With a clean if not spectacular free skating performance, Browning passed
Viktor Petrenko of the Soviet Union with higher marks from eight of the nine
judes to become the first male skater to repeat as world champion since
Scott Hamilton won his fourth consecutive world championship in 1984.
Petrenko, whose third-place finish two years ago was his previous best,
held second place, and Christopher Bowman, who withdrew from the United States
championships last month with a back injury, climbed two places to take
third place with an improvisational performance that shocked his coach.
It's definitely better the second time, " said Browning, the first male
Canadian skater to retain a title. "This one I really worked for."
Facing Reality
For a time, that had been an arguable point. After his championship a
year ago in Paris, he became an instant national hero, a kind of psychic
salve for the embarrassment caused by Ben Johnson's positive drug test in
track and field at the 1988 Summer Olympics in Seoul, South Korea.
Browning was besieged by endorsement requests, his social life improved,
and his practice time decreased.
In the fall, he finished third at the NHK in Tokyo and Skate America in
Indianapolis. In January, he was in a car accident in Edmonton, where he
lives during training.
He was unhurt, but the experience seemed to shake him back to reality. Over
the next two months he trained with a vengeance.
Petrenko Leaves Opening
As the second skater in the final group of five tonight, Browning moved
into a huge breach created by Petrenko, who skated just before him. Petrenko
had plenty of momentum coming into this tournament, having won the European
championships last month in Leningrad for his first major title. He had
also won the short program to take first place.

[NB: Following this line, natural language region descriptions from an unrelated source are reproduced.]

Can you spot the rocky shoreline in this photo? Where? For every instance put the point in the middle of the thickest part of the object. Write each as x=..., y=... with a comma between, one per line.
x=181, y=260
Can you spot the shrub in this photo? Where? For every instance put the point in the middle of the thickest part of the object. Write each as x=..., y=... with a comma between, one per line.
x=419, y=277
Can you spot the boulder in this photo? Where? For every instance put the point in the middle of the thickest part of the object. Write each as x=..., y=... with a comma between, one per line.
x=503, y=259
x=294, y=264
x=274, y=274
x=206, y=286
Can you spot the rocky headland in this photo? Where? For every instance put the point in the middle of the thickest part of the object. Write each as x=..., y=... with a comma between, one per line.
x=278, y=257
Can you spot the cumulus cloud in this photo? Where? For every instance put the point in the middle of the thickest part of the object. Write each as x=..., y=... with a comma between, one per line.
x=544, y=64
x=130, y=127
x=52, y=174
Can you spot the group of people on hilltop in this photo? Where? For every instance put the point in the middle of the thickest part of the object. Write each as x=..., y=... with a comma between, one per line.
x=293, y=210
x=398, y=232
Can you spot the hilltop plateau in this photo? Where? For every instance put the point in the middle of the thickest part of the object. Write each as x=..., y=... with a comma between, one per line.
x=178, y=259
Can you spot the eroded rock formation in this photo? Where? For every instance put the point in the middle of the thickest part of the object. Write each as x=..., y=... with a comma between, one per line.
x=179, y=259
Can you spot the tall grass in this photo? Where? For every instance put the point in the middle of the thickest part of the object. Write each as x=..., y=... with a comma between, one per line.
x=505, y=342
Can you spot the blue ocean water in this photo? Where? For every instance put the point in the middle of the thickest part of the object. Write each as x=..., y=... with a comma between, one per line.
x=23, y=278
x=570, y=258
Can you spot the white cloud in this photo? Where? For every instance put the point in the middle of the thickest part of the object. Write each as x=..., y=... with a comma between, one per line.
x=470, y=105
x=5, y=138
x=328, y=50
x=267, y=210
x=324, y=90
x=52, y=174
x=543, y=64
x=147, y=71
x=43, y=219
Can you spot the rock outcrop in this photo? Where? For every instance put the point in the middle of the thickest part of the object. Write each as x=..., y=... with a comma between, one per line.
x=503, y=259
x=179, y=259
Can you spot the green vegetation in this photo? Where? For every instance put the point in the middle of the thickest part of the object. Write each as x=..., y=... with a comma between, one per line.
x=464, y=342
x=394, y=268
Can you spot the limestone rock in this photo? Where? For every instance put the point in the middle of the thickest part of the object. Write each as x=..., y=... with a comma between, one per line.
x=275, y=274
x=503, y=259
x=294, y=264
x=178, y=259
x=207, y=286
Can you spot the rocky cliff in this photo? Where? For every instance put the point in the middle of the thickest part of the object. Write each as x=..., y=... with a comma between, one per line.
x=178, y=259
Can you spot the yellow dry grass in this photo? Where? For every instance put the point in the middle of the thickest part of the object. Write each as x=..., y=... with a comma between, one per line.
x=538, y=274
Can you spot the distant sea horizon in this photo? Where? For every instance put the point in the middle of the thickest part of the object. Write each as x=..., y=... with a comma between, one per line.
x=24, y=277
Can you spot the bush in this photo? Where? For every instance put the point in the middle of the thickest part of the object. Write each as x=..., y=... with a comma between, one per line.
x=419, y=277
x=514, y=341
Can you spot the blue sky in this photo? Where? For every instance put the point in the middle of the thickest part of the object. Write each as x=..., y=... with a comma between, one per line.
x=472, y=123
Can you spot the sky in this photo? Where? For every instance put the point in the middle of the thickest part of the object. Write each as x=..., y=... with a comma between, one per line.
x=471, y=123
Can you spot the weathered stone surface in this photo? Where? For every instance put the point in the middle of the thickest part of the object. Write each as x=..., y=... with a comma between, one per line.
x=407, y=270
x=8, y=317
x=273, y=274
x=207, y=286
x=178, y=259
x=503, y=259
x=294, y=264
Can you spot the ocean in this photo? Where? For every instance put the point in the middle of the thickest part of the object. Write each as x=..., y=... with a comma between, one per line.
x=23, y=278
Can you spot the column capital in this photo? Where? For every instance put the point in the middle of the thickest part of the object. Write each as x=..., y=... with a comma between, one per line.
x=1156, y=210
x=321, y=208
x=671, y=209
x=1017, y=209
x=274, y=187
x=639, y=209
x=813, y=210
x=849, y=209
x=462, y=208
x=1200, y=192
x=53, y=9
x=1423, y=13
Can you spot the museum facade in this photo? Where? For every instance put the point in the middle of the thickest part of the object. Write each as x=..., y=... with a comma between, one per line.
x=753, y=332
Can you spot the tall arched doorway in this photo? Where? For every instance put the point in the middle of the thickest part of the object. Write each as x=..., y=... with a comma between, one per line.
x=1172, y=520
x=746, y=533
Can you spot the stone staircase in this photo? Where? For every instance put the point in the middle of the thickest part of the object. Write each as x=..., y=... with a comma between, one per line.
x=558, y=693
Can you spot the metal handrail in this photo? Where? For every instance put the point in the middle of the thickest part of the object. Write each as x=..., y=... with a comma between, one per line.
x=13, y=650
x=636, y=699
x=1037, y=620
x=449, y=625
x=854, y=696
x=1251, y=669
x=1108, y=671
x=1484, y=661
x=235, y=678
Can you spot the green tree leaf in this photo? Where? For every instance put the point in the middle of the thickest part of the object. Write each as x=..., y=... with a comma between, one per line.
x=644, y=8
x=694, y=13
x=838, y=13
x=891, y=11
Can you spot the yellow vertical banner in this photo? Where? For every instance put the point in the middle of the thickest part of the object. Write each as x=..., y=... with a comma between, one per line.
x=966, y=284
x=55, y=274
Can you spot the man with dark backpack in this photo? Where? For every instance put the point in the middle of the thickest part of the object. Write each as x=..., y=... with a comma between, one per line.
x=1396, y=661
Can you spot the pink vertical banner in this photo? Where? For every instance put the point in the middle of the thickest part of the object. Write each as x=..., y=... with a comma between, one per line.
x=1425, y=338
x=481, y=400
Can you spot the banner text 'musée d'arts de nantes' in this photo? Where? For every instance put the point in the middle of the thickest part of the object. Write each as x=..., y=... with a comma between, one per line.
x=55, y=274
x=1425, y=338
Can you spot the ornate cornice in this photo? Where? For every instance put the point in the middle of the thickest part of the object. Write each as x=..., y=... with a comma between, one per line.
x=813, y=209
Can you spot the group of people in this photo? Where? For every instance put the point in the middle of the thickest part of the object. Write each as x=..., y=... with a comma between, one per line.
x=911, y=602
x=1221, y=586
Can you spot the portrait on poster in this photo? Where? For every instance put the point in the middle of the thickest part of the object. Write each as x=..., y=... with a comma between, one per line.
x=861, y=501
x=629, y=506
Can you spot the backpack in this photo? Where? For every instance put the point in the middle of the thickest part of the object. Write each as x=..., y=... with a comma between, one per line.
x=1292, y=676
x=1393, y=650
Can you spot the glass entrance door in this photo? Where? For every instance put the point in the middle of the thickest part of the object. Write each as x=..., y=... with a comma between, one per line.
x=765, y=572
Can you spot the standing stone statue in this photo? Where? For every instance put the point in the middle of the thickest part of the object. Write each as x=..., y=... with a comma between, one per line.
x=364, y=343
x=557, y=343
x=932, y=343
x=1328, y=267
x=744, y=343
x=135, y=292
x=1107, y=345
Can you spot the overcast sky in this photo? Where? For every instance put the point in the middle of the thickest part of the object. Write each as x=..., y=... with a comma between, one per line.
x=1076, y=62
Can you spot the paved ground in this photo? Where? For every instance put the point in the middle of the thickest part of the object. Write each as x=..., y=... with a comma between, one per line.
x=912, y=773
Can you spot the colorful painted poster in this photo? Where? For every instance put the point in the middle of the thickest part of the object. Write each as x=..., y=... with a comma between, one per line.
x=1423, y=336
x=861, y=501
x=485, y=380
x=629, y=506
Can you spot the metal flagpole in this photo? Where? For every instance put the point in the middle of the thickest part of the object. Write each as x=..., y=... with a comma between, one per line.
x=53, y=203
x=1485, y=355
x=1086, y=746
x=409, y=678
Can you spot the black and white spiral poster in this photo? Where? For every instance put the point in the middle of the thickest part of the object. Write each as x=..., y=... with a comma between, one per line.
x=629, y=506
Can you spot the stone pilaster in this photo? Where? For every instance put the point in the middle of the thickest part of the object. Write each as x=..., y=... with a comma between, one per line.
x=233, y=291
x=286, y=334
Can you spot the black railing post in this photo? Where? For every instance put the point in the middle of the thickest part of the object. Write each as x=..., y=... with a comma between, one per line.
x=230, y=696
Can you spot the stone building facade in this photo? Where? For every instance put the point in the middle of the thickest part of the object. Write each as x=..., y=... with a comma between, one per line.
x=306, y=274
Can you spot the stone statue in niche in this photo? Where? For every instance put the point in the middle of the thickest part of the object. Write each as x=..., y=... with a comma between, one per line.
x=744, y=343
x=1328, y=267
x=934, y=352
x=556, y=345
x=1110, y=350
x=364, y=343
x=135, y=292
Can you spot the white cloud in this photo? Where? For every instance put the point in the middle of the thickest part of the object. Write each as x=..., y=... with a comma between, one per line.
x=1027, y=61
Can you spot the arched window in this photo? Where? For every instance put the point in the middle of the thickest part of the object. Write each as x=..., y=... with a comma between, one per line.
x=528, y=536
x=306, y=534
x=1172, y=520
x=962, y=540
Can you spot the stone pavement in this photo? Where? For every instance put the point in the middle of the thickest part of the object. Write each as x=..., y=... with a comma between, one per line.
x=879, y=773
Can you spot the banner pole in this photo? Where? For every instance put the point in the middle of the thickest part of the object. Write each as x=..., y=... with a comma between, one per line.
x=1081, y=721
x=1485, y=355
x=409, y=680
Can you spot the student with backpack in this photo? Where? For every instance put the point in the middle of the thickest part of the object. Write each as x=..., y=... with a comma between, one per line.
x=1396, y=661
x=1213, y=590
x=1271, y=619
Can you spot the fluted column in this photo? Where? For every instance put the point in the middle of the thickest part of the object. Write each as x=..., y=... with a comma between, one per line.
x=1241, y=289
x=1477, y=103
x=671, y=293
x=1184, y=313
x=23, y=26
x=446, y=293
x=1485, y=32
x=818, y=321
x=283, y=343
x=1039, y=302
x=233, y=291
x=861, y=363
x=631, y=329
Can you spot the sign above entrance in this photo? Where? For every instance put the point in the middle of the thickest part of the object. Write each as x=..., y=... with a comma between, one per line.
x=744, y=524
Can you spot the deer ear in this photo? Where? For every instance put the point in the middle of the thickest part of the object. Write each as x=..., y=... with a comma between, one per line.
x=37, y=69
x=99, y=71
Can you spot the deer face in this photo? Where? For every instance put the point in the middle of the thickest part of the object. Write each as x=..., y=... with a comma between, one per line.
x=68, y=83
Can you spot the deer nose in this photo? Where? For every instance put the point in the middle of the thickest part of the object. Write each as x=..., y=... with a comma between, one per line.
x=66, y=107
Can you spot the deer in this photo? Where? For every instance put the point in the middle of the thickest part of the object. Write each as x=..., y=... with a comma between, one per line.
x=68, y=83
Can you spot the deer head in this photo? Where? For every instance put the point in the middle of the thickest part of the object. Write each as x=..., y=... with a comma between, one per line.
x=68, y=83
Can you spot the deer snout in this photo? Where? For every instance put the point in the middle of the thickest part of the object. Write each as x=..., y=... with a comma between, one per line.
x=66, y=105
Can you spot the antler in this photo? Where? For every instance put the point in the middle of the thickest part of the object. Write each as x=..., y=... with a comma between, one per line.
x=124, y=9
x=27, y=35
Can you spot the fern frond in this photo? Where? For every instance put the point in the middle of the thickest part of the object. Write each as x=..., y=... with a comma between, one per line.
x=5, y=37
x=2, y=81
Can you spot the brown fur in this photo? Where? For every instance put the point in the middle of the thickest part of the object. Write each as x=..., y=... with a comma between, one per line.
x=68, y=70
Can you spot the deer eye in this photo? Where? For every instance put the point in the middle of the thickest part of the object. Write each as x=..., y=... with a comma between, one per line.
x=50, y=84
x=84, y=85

But in a program with 10 triple jumps, an unusually high number, he landed
only six, thus reducing the maximum points he could win for technical merit.
Standing Ovation
Given the opening, Browning sailed through and he did not even have to
complete a quad. The only skater to land one, last year in Paris, he had
intended to try again, with two possible places for it within the first 50
seconds of his performance. But in the first, he inserted a triple-double
combination instead and later left in another triple.
"The warmup scared me a little bit," Browning said. "I just thought that a
fall would make things too close."
The rest of the way, the only evident error was a triple jump he stepped
out of, and by the end, the partisan crowd had leaped to a long standing
ovation.
Once he was finished, third place was still unsettled, with Grzegorz
Filipowski, a Polish skater who trains in Rochester, Minn., hoping to hold
off the last three skaters, Todd Eldredge, the 18-year-old United States
champion; Richard Zander of West Germany and Bowman.
Eldredge fell trying to complete the first half of a triple-triple
combination. Still, he finished fifth.
Bowman Ad-libs.
Zander, the leader after compulsories, was flat and uninspiring, so that
left it for Bowman. He was solid throught he first half of his performance,
with only a minor flaw, before he ditched what he had planned the second half
and ad-libbed his way through the end.
"All I knew is that I thought about halfway through that this was really
neat," Bowman said, "But I'm going against Kurt and Viktor, so I better start
jumping my brains out."
Frank Carroll, his coach, stood at the far end of the rink aghast.
"I was in total shock," he said, clearly irritated. "A new program
unveiled for the first time in the world championships."